Title: `LINGOLY: A Benchmark of Olympiad-Level Linguistic Reasoning Puzzles in Low-Resource and Extinct Languages`

Abstract: `https://arxiv.org/abs/2406.06196`

`In this paper, we present the LingOly benchmark, a novel benchmark for advanced reasoning abilities in large language models. Using challenging Linguistic Olympiad puzzles, we evaluate (i) capabilities for in-context identification and generalisation of linguistic patterns in very low-resource or extinct languages, and (ii) abilities to follow complex task instructions.
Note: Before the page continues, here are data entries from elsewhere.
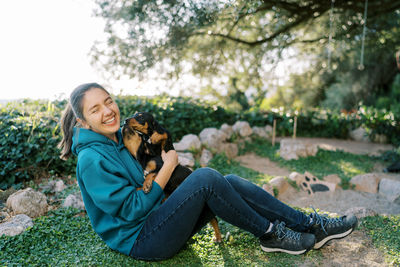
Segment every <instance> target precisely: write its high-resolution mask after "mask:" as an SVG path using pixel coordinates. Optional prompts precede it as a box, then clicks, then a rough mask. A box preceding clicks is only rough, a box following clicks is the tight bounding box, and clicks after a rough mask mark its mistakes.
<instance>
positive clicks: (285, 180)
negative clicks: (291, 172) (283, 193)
mask: <svg viewBox="0 0 400 267" xmlns="http://www.w3.org/2000/svg"><path fill="white" fill-rule="evenodd" d="M269 184H270V185H271V186H272V187H273V188H275V189H276V190H277V191H278V196H279V195H281V194H283V193H284V192H285V191H286V190H287V189H288V188H289V183H288V182H287V181H286V179H285V177H283V176H278V177H275V178H272V179H271V180H270V181H269Z"/></svg>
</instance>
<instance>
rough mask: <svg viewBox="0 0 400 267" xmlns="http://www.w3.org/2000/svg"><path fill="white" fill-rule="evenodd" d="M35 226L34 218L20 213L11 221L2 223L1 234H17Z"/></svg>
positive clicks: (0, 231)
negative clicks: (32, 226) (33, 222)
mask: <svg viewBox="0 0 400 267" xmlns="http://www.w3.org/2000/svg"><path fill="white" fill-rule="evenodd" d="M31 226H33V221H32V219H31V218H30V217H29V216H27V215H26V214H18V215H16V216H14V217H13V218H12V219H11V220H10V221H8V222H5V223H1V224H0V236H2V235H6V236H15V235H19V234H20V233H22V232H23V231H25V230H26V229H27V228H28V227H31Z"/></svg>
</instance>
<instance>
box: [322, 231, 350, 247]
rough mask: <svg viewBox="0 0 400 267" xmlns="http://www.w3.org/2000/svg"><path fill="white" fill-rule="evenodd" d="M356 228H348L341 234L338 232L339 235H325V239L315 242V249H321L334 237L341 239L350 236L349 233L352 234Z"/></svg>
mask: <svg viewBox="0 0 400 267" xmlns="http://www.w3.org/2000/svg"><path fill="white" fill-rule="evenodd" d="M353 230H354V228H350V229H349V230H347V231H346V232H343V233H341V234H337V235H330V236H327V237H325V238H324V239H322V240H321V241H319V242H318V243H315V245H314V249H320V248H321V247H322V246H323V245H325V244H326V243H327V242H328V241H329V240H332V239H340V238H343V237H346V236H348V235H349V234H351V232H353Z"/></svg>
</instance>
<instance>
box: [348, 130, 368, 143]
mask: <svg viewBox="0 0 400 267" xmlns="http://www.w3.org/2000/svg"><path fill="white" fill-rule="evenodd" d="M349 135H350V138H351V139H353V140H354V141H359V142H369V137H368V133H367V131H366V130H365V129H364V128H362V127H359V128H357V129H355V130H353V131H350V133H349Z"/></svg>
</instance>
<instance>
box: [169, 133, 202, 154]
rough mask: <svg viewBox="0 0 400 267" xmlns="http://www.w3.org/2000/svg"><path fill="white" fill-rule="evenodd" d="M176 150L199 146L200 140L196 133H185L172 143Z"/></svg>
mask: <svg viewBox="0 0 400 267" xmlns="http://www.w3.org/2000/svg"><path fill="white" fill-rule="evenodd" d="M174 148H175V150H176V151H185V150H197V149H200V148H201V142H200V139H199V137H198V136H197V135H194V134H187V135H185V136H184V137H182V139H181V140H180V141H179V142H178V143H174Z"/></svg>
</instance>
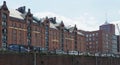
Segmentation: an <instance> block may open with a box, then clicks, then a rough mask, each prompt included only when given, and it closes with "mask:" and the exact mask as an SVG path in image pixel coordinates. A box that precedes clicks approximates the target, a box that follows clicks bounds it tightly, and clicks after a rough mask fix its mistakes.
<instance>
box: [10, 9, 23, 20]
mask: <svg viewBox="0 0 120 65" xmlns="http://www.w3.org/2000/svg"><path fill="white" fill-rule="evenodd" d="M9 11H10V16H11V17H15V18H19V19H24V16H23V14H21V13H20V12H19V11H17V10H14V9H10V10H9Z"/></svg>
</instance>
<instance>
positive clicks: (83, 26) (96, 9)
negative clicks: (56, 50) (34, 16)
mask: <svg viewBox="0 0 120 65" xmlns="http://www.w3.org/2000/svg"><path fill="white" fill-rule="evenodd" d="M3 1H5V0H0V5H2V3H3ZM6 3H7V6H8V8H10V9H17V8H18V7H20V6H26V9H28V8H30V9H31V12H32V13H33V15H34V16H37V17H38V18H41V17H46V16H48V17H57V20H58V22H60V21H61V20H63V22H64V24H65V25H66V26H74V25H75V24H76V25H77V27H78V29H82V30H87V31H93V30H98V29H99V26H100V25H102V24H104V22H105V21H106V20H107V22H108V23H114V24H115V25H116V24H119V25H120V0H6ZM116 33H117V34H118V32H117V29H116Z"/></svg>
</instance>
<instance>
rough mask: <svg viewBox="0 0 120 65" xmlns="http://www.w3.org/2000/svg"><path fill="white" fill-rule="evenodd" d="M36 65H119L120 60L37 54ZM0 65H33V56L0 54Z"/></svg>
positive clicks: (25, 55)
mask: <svg viewBox="0 0 120 65" xmlns="http://www.w3.org/2000/svg"><path fill="white" fill-rule="evenodd" d="M96 59H97V61H96ZM36 63H37V65H119V64H120V58H112V57H104V58H101V57H97V58H96V57H88V56H65V55H39V54H37V62H36ZM0 65H34V55H33V54H0Z"/></svg>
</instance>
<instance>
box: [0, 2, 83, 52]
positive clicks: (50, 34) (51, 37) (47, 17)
mask: <svg viewBox="0 0 120 65" xmlns="http://www.w3.org/2000/svg"><path fill="white" fill-rule="evenodd" d="M84 40H85V38H84V35H83V34H82V33H81V32H79V31H78V30H77V28H76V25H75V26H74V27H70V28H67V27H66V26H65V25H64V23H63V22H61V23H57V22H56V18H48V17H46V18H44V19H41V20H39V19H37V18H36V17H34V16H33V14H32V13H31V11H30V9H28V11H27V12H26V11H25V7H20V8H18V9H16V10H11V9H8V7H7V4H6V2H5V1H4V2H3V5H2V6H0V48H1V49H6V48H7V47H8V46H9V45H11V44H16V45H23V46H26V47H28V48H40V49H45V50H50V51H52V50H62V51H84V43H85V41H84Z"/></svg>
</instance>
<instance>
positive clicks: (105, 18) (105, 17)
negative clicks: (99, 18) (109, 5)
mask: <svg viewBox="0 0 120 65" xmlns="http://www.w3.org/2000/svg"><path fill="white" fill-rule="evenodd" d="M105 24H108V13H107V12H106V13H105Z"/></svg>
The LingOly benchmark covers more than 90 mostly low-resource languages, minimising issues of data contamination, and contains 1,133 problems across 6 formats and 5 levels of human difficulty. We assess performance with both direct accuracy and comparison to a no-context baseline to penalise memorisation. Scores from 11 state-of-the-art LLMs demonstrate the benchmark to be challenging, and models perform poorly on the higher difficulty problems. On harder problems, even the top model only achieved 38.7% accuracy, 24.7% improvement over the no-context baseline. Large closed models typically outperform open models, and in general, the higher resource the language, the better the scores. These results indicate, in absence of memorisation, true multi-step out-of-domain reasoning remains a challenge for current language models.`

Homepage: `https://github.com/am-bean/lingOly`


### Citation

```
@article{beanLINGOLYBenchmarkOlympiadLevel2024,
  title = {{LINGOLY}: A Benchmark of Olympiad-Level Linguistic Reasoning Puzzles in Low-Resource and Extinct Languages},
  shorttitle = {{LINGOLY}},
  url = {http://arxiv.org/abs/2406.06196},
  author = {Bean, Andrew M. and Hellsten, Simi and Mayne, Harry and Magomere, Jabez and Chi, Ethan A. and Chi, Ryan and Hale, Scott A. and Kirk, Hannah Rose},
  month = jun,
  year = {2024},
  keywords = {Computer Science - Computation and Language}
}
```

### Groups, Tags, and Tasks

#### Groups

* `group_name`: `Short description`

#### Tags

* `reasoning`: ``
* `linguistics`: ``

#### Tasks

* `exact_match`: `exact match of generations to reference`
* `delta_nc`: `improvement in score relative to no-context baseline`

### Checklist

For adding novel benchmarks/datasets to the library:
* [x] Is the task an existing benchmark in the literature?
  * [x] Have you referenced the original paper that introduced the task?
  * [x] If yes, does the original paper provide a reference implementation? If so, have you checked against the reference implementation and documented how to run such a test?


If other tasks on this dataset are already supported:
* [ ] Is the "Main" variant of this task clearly denoted?
* [ ] Have you provided a short sentence in a README on what each new variant adds / evaluates?
* [ ] Have you noted which, if any, published evaluation setups are matched by this variant?